Both Mayor Frank Mullens and Steve DeBarr, general manager of the city sanitary board and city engineer, emphasize the project is in its "infant stages." However, Mullens noted it is "alive and well" during Thursday night's council meeting.
DeBarr said the city has been working with the Lincoln County Commission and Lincoln County Public Service Commission for a while to extend sewer service to about 500 customers in the Alum Creek area. Once sewer lines would cross the Kanawha County line, more Kanawha County residents can be picked up, as well.
That could bring in another 500 customers. The city's treatment plant can handle the extra flow.
The area presently has water service from West Virginia American Water, but it has no sewage service, DeBarr said.
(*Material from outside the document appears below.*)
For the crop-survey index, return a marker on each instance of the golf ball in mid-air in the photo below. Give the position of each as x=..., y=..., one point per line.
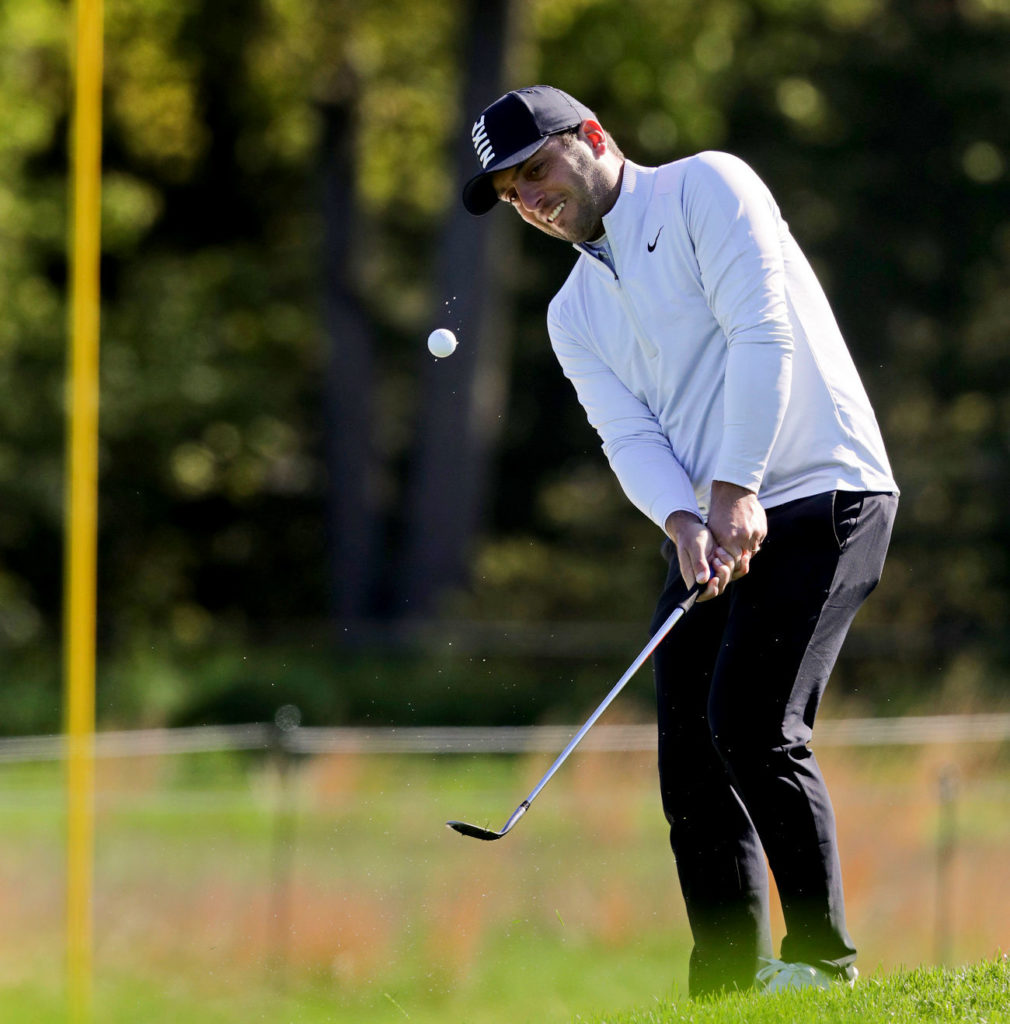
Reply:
x=442, y=342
This limits opportunities for growth.
Mullens said the city has received two project cost estimates. The first, which picks up the most customers, would cost about $20 million. The second, which only picks up Alum Creek, would cost $16 million. Right now, the city has no funding for the project because it has to get the state Department of Environmental Protection's approval first. After that, it hopes to receive grant funding.
Extending sewer service, city officials believe, could cause an economic boom for both Kanawha and Lincoln counties. Mullens said he knows "for a fact" that developers have been interested in both counties' Corridor G areas.
"You have to have proper infrastructure before people will relocate," Mullens said. "It's a significant project -- no question about it. But I believe the value will far outweigh the costs ... The rewards would be tremendous, particularly for future generations."
"If you look at our borders, the only area to grow is along Corridor G. But we have to take this in phases and do this properly."
"Corridor G, once the economy improves, could be the next area for a boom," DeBarr said. "You have government entities in two counties that want to improve a region."
DeBarr noted the project, once completed, could eliminate environmental hazards from old septic tanks and inadequate sewage treatment.
"If you eliminate septic and package plants, it's an environmental win," he said.
South Charleston city officials have met with Lincoln County Public Service Commission officials, as well as representatives from S&S Engineering, Mullens said. The latter does engineering work for Lincoln County. The plan has support from the Lincoln PSC, as well as the Lincoln and Kanawha county commissions.
He hopes the project will now receive state-level support.